High hopes wrote:
How do you know Twoggle's post contained many valuable points? All you know about this guy is he could be bothered to publish a long blog post. That isn't a claim to expertise or experience. For all you and I know, everything he wrote could be utterly inaccurate from a scientific perspective. How many real scientists do you think would cite an anonymous blog post as evidence? How many people are allowed to give expert evidence in court without first establishing their credentials? LRC has really dropped the ball on this matter.
+1
It's not "utterly inaccurate" though. Twoggle is basically using the lawyers' talking points, and adding some references about wild boar to make their points. But yes, he also does make false claims here or there.
Couple of examples:
"Fact #1: One of the tests that the laboratory used has a 40% false positive rate!"
False. No false positivity rate whatsoever; no one tested positive for nandrolone who shouldn't have. Fact: 2 of the 5 participants showed high delta-13C values after eating (German or Estonian) wild boar because of their diet. This does not apply here, with the meat being from commercial pigs "with largely corn-based diet".

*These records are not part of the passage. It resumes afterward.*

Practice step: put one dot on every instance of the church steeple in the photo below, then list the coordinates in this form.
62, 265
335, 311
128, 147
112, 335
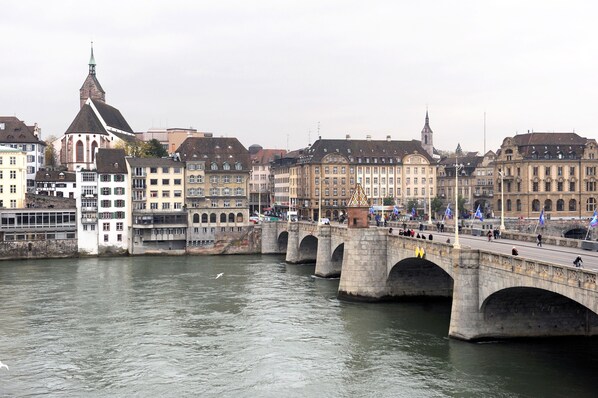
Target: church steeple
92, 62
91, 86
427, 141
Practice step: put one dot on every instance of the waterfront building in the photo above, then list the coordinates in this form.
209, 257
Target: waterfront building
13, 177
554, 172
57, 183
97, 125
261, 185
217, 182
159, 217
14, 133
399, 171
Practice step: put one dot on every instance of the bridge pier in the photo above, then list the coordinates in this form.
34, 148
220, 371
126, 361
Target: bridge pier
364, 265
324, 266
466, 318
293, 255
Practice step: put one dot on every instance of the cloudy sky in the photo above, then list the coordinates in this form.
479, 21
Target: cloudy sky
271, 72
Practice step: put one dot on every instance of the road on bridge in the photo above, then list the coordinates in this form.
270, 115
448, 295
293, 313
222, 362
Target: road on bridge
553, 254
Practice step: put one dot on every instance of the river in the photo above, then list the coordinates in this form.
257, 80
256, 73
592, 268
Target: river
167, 327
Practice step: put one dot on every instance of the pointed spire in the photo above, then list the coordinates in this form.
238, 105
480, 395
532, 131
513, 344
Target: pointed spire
92, 62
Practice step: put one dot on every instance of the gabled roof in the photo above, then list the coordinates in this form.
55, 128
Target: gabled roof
111, 161
15, 131
215, 150
86, 121
384, 150
112, 116
55, 176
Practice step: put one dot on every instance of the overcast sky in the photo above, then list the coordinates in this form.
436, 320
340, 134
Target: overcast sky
268, 72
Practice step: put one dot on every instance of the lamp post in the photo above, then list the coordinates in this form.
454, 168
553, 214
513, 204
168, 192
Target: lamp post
502, 201
456, 245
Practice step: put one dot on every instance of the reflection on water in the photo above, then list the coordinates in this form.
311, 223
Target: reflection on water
165, 326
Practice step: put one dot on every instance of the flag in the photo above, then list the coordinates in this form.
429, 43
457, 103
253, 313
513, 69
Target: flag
448, 213
478, 214
542, 218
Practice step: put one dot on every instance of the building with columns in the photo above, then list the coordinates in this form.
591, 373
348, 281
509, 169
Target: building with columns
97, 125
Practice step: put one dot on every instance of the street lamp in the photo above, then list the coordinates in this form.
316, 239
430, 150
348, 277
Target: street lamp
458, 167
502, 201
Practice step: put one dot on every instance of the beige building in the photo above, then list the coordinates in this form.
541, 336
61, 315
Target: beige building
216, 183
13, 177
556, 172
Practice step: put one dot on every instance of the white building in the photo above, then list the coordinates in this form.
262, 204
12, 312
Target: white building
103, 207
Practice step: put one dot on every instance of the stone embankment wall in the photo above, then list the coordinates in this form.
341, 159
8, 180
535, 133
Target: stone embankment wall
59, 248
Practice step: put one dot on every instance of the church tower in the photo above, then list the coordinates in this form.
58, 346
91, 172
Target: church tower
427, 141
91, 87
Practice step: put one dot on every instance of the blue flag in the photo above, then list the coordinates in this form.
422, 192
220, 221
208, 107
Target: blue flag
448, 213
478, 214
542, 218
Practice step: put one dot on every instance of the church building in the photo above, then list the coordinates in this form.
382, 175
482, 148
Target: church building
97, 125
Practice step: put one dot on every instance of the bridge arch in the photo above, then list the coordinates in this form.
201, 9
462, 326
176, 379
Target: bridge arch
308, 249
418, 277
526, 311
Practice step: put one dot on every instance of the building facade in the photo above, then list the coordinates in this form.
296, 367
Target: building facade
554, 172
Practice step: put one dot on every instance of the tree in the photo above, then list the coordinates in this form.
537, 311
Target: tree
50, 152
388, 201
154, 149
436, 205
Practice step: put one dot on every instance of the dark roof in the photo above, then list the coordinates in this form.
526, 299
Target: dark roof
15, 131
154, 162
265, 156
112, 116
215, 150
350, 148
111, 161
86, 121
549, 145
54, 175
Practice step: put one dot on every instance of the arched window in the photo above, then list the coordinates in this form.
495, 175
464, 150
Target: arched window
560, 205
79, 154
572, 205
94, 145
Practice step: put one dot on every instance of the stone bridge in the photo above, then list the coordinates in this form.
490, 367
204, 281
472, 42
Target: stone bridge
493, 295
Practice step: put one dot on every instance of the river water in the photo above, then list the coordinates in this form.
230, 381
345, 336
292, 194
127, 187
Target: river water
167, 327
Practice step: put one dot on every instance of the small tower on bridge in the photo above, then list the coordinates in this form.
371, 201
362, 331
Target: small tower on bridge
358, 209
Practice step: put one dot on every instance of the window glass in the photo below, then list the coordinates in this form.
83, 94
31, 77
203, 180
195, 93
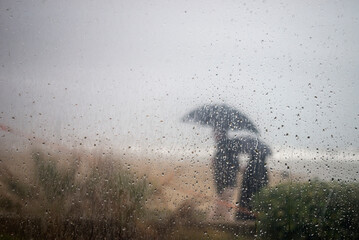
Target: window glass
179, 119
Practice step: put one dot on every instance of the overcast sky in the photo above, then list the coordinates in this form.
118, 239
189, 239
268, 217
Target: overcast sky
125, 72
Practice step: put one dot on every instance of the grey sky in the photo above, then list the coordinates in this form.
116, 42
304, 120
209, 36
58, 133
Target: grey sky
128, 70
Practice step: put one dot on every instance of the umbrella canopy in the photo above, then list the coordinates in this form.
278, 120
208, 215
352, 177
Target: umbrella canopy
220, 117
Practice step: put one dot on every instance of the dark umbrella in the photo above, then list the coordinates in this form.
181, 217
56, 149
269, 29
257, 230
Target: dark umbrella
221, 117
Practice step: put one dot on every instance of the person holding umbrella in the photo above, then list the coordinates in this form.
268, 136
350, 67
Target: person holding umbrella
225, 164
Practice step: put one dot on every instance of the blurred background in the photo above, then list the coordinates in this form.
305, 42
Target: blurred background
119, 75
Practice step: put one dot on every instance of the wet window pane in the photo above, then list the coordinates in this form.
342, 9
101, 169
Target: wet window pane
179, 120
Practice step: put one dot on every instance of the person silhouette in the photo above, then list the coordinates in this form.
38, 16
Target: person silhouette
256, 175
225, 168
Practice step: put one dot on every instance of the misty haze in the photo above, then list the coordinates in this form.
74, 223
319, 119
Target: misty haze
96, 97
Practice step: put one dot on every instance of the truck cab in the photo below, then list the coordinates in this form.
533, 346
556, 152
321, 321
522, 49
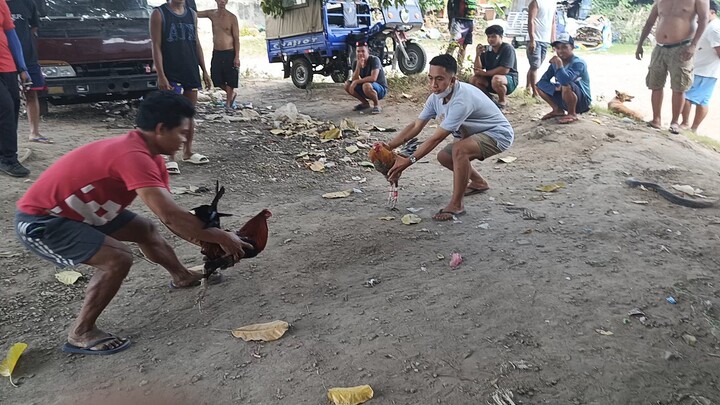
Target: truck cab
95, 50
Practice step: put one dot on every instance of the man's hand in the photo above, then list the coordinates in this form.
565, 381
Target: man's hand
163, 83
234, 246
401, 163
639, 52
207, 81
688, 53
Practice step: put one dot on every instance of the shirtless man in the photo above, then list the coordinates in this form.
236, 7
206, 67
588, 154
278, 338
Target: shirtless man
226, 50
677, 38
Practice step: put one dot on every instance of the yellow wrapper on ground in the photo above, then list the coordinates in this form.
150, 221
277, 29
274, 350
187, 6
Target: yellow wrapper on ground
350, 396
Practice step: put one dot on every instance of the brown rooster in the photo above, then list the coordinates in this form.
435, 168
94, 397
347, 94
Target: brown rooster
254, 232
383, 158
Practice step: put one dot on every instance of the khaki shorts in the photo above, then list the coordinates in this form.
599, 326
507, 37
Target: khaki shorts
488, 146
664, 60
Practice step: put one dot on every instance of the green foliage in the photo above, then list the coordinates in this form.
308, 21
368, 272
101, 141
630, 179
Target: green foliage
626, 17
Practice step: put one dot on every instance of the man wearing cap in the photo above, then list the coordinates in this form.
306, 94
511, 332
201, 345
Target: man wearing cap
707, 70
495, 69
677, 39
566, 84
368, 81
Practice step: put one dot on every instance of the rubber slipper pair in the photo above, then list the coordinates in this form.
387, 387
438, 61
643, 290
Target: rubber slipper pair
197, 159
88, 348
444, 215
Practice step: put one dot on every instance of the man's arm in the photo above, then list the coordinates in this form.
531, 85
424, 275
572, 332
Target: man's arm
236, 40
532, 14
156, 38
186, 225
646, 31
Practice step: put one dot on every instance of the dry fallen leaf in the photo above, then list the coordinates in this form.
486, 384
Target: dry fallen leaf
551, 187
8, 364
317, 166
350, 396
332, 133
507, 159
68, 277
265, 332
410, 219
337, 194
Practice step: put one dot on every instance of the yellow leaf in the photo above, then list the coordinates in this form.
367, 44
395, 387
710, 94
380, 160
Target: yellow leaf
337, 194
317, 166
333, 133
68, 277
410, 219
8, 364
551, 187
265, 332
350, 396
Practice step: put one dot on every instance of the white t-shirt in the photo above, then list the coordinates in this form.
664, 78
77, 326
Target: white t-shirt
707, 62
469, 112
544, 19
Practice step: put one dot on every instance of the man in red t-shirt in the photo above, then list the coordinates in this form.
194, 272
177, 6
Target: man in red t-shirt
12, 61
76, 213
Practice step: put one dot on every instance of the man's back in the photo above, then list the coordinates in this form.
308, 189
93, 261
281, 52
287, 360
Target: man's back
676, 20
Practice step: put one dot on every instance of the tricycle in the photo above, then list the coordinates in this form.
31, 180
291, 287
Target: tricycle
320, 36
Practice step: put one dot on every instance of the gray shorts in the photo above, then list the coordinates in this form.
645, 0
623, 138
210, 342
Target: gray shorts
65, 242
537, 57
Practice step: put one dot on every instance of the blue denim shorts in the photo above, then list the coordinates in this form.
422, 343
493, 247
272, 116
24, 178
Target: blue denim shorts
65, 242
379, 89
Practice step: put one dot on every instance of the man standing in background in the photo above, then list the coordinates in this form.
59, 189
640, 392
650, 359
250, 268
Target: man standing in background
25, 17
707, 70
541, 30
677, 39
226, 50
461, 19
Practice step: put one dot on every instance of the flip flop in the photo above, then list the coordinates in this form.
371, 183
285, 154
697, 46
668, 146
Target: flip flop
215, 278
451, 214
472, 191
568, 119
172, 167
42, 139
69, 348
197, 159
551, 115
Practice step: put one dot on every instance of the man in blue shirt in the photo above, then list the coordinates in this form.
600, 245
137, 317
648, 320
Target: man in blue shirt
566, 84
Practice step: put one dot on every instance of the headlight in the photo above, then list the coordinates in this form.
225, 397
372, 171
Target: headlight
58, 71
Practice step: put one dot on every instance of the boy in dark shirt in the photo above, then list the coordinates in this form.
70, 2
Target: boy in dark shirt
495, 66
368, 82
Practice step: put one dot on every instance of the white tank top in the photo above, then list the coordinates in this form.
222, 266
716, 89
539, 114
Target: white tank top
544, 19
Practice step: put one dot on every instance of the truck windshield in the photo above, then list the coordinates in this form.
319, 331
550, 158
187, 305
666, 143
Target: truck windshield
93, 8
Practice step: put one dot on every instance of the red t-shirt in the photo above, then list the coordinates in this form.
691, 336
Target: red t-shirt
94, 183
7, 63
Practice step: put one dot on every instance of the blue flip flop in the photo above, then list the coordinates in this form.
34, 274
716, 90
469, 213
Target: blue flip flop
68, 348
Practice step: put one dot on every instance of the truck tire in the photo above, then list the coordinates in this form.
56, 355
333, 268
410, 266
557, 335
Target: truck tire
415, 62
301, 73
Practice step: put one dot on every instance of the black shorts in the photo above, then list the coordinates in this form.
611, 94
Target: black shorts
65, 242
223, 70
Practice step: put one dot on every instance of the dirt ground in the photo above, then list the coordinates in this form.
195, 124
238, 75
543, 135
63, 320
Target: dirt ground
528, 311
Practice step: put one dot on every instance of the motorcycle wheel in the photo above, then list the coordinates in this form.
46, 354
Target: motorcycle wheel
301, 73
415, 62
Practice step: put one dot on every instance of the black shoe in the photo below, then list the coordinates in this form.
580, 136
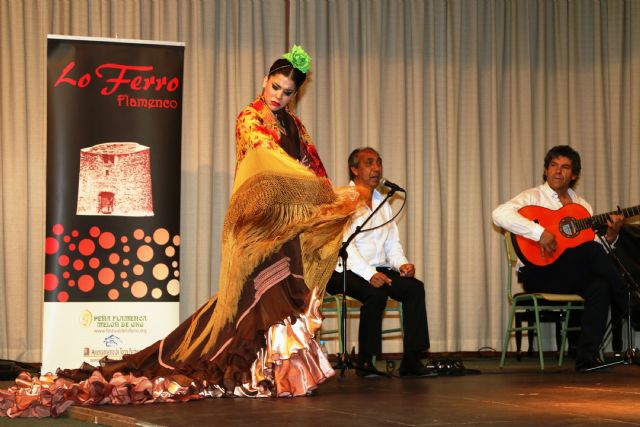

"There is no question that once the Houlihan legal team invoked the WADA clause on January 19, 2021 that the nandrolone came from pork consumption, the GC/C/IRMS test should not have been performed on the B sample. Instead, the analysis should have focused on the "pharmacokinetics of 19-NA excretion."
Incorrect, see CAS decision. That was very much a question, and ultimately it was ruled that the lab used the correct procedures.
Plus, the pharmacokinetics tests are only meant to differentiate between ingestion and injection, not between e.g. boar and Deca:
Wada: "Therefore, if the consumption of edible parts of intact pigs is invoked by an Athlete as the unlikely origin of a 19-NA finding, this may be established based on the pharmacokinetics of 19-NA excretion [3, 5, 16-18]. Profiles of 19-NA and 19-NE excretion following oral ingestion will have a different time course than following an injection of 19-norsteroids."
"AIU should realize that they are damaging the reputation of anti-doping organizations by ignoring WADA guidance, despite a 2-1 victory at the CAS hearing."
Incorrect, WADA guidance wasn't ignored, see CAS decision. It was ruled that the lab followed WADA guidance.
"This 2008 research showed in Table 2 that ingesting 300 grams (10.6 ounces) of uncastrated pig organ meat could lead to as much as 130ng/mL of 19-NA in the urine: more than 25 times higher than the 5ng/mL."
While correct, this is misleading: the boar offal of the food truck in question serves boar stomach, not kidney etc. as in that Table 2.
"In Table 2, there are measurements of 19-NA levels in urine after ingesting uncastrated pig meat (not the organs). You can see that it is not only the organ meat ingestion that can lead to reliatvely high levels of 19-NA measured in the urine and potentially cause a drug test fail."
Misleading at best. "relatively high levels"? They were 0.6 to 2.4 ng/ml after eating 300 g wild boar meat, unlike Houlihan’s 5.2 – 5.8 ng/ml after eating 140 – 180 g commercial pig stomach.
"Fours Reasons That Shelby Houlihan Would Not Dope With Nandrolone"
Misleading at best, like in JG’s piece. For example, they neither considered that it could have been given sublingual instead of oral, or that the athlete chose oral (with less benefits) instead of an injection because that’s harder to detect (see the concept of microdosing for comparison).
Plus, as cited here several times, nandrolone occurs as contamination in other steroids, such as in the good old testo cream that the athlete might have used. That option also did not get mentioned, neither by JG nor by Twoggle.